2019 Trends – Boomers in Business
A look at boomers in business in 2019
Current Trends and Statistics for Boomers in Business
We’ve taken a comprehensive look at the results of our State of Small Business survey to gain insight into trends and statistics among “baby boomer” small business owners. Read on to learn more about boomer small business owners, what their businesses, challenges, and motivations are, and how these differ from other age groups.
Who are Boomer Small Business Owners?
Though boomers are happy business owners, their confidence in small business in the current political climate is mildly contracting from both the lower and the higher confidence ranges. On a scale of one to 10 (10 being the most confident), eight percent of the share ranked at five or below, a decrease from last year’s 10 percent of the share. However, there was also a three percent decrease in the share of entrepreneurs rating their confidence at nine or 10 on the scale. Boomer women are less confident, with only 26 percent giving a nine or 10 ranking compared to 31 percent of boomer men.
With more experience and time, boomers trend towards having acquired more education than their millennial counterparts. The most common level of education for boomer entrepreneurs is a Bachelor’s degree, at 32 percent, while the most common level for millennials is a high school degree or GED, at 45 percent. Only 28 percent of boomers have just a high school degree or GED.
Boomer women trend towards higher levels of education than their male counterparts when it comes to high school and Associate’s degrees. 30 percent of boomer men have only a high school degree or GED, versus 22 percent of boomer women. Meanwhile, 41 percent more boomer women have Associate degrees than men (at 24 percent to 17 percent). There is very little difference between men and women when it comes to holding Bachelor’s, Master’s, and Doctorates.
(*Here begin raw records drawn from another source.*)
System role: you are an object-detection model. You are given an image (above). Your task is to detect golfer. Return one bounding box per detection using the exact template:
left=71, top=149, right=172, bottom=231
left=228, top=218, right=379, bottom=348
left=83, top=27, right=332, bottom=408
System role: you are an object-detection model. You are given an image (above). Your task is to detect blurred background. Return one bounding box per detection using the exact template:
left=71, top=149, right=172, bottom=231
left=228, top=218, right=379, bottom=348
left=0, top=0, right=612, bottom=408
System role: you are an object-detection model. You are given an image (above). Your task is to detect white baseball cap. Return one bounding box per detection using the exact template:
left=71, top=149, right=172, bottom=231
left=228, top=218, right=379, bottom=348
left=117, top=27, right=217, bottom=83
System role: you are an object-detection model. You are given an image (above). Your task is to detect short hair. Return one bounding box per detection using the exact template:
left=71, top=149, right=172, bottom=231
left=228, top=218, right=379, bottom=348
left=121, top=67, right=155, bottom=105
What are Boomer Businesses like?
There was an impressive growth in both health, beauty, and fitness businesses and travel and lodging businesses owned by boomers this year. Travel and lodging grew 52 percent, while health, beauty, and fitness businesses increased 41 percent. Food businesses and restaurants also had healthy growth, up 17 percent.
Boomers, likely due to the longevity of their businesses, created more jobs than millennial-owned businesses this year. Sixty-nine percent of boomer-owned businesses employ two or more employees, while 60 percent of millennial businesses have more than two employees. More millennials are in business by themselves than boomer sole proprietors, comprising 40% and 31% of survey respondents respectively.
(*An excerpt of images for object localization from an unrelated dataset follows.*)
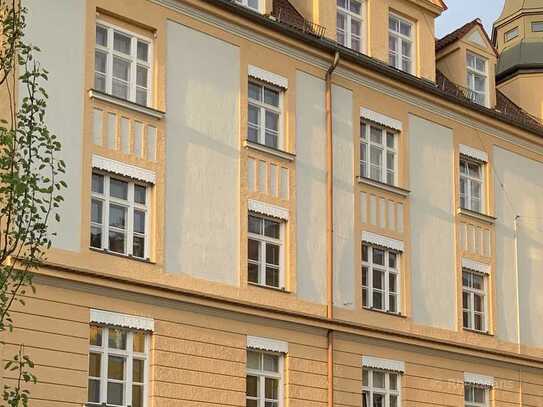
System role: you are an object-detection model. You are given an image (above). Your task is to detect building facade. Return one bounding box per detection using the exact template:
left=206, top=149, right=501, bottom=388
left=3, top=0, right=543, bottom=407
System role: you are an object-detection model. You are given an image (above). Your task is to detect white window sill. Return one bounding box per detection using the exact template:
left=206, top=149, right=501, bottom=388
left=247, top=281, right=291, bottom=294
left=244, top=140, right=296, bottom=161
left=458, top=208, right=496, bottom=225
left=357, top=176, right=411, bottom=198
left=89, top=89, right=166, bottom=119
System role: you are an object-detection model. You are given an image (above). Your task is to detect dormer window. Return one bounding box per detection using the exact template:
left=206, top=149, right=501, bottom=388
left=235, top=0, right=261, bottom=12
left=467, top=52, right=488, bottom=106
left=336, top=0, right=362, bottom=52
left=388, top=14, right=414, bottom=73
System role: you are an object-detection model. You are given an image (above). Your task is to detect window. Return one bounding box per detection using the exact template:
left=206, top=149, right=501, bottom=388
left=94, top=23, right=152, bottom=106
left=248, top=214, right=283, bottom=288
left=362, top=368, right=401, bottom=407
left=462, top=269, right=486, bottom=332
left=88, top=325, right=149, bottom=407
left=460, top=157, right=484, bottom=212
left=245, top=350, right=283, bottom=407
left=388, top=15, right=413, bottom=73
left=360, top=123, right=398, bottom=185
left=468, top=52, right=487, bottom=106
left=235, top=0, right=260, bottom=12
left=532, top=21, right=543, bottom=33
left=504, top=27, right=519, bottom=42
left=362, top=243, right=400, bottom=313
left=464, top=384, right=489, bottom=407
left=247, top=81, right=282, bottom=148
left=336, top=0, right=362, bottom=52
left=90, top=172, right=149, bottom=258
While the most challenging aspect of running a business for boomers is lack of capital or cash flow, other difficulties change depending on how long a business has been in operation. Businesses running for up to three years find marketing and advertising the second biggest challenge, whereas time management and administrative work like bookkeeping and payroll tied for the second most challenging aspect for businesses that are four to seven years old. Businesses running for over eight years found recruiting and retention of employees the second most difficult business challenge.
Boomer-Owned Small Business Financing Trends
Boomer-owned businesses make over $5.14 trillion in sales, so it’s no surprise that 77 percent of these businesses are profitable. Seventy-three percent of boomers are focused on growing their current business, while 19 percent would like to open an additional location of their business. With only eight percent interested in selling their businesses, the majority of boomers have no plans of slowing down.
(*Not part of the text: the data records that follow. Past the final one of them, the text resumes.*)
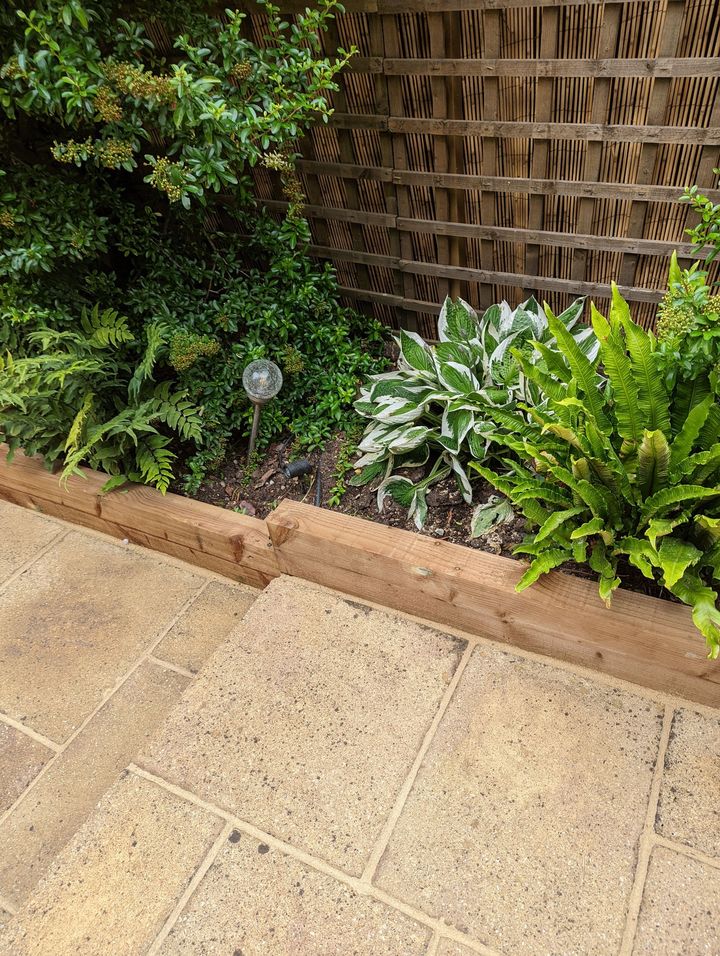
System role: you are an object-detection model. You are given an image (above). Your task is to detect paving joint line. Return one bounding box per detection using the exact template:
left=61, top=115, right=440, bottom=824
left=146, top=822, right=234, bottom=956
left=127, top=763, right=502, bottom=956
left=0, top=893, right=20, bottom=916
left=0, top=711, right=63, bottom=754
left=619, top=704, right=675, bottom=956
left=0, top=580, right=209, bottom=827
left=653, top=833, right=720, bottom=870
left=360, top=644, right=474, bottom=884
left=0, top=532, right=70, bottom=594
left=148, top=654, right=197, bottom=680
When asked how they would use additional capital to invest in their business, boomers were tied between expansion and equipment, both at 20 percent of the share. These aspirations are shared across businesses open for any duration, with marketing and advertising coming in close behind, followed by staffing.
The top five most popular methods of financing remain the same year over year. With 32 percent of boomer small business owners using cash to fund their business, it keeps the top spot. Rollovers for Business Start-ups follow cash at 17 percent, friends and family and a line of credit both show at 11 percent, and unsecured loans are at 10 percent. Other forms of financing are all under 10 percent of use.
Boomers and a Future Full of Choice
With high profitability, self-determination, and a thirst for growth, baby boomers set the stage for small business ownership. As this extremely productive generation grows older, many may choose (or already have chosen) to open a small business in lieu of retirement. Alternatively, they may retire and sell their small business. With this generation’s strong grasp on small business ownership and journey into retirement age, many boomers deciding to close or sell their businesses all within the same period could mean a significant economic impact including driving asking prices down.
2018 was a fantastic year to buy or sell a business, and many small business owners feel 2019 will be even better. Boomers have a wide range of options; everything from retiring from corporate America and purchasing or starting their own small business to selling their small business while the market is hot.
Whatever future they choose, baby boomers will certainly continue to have one of the strongest impacts of any generation on the American economy and small business world.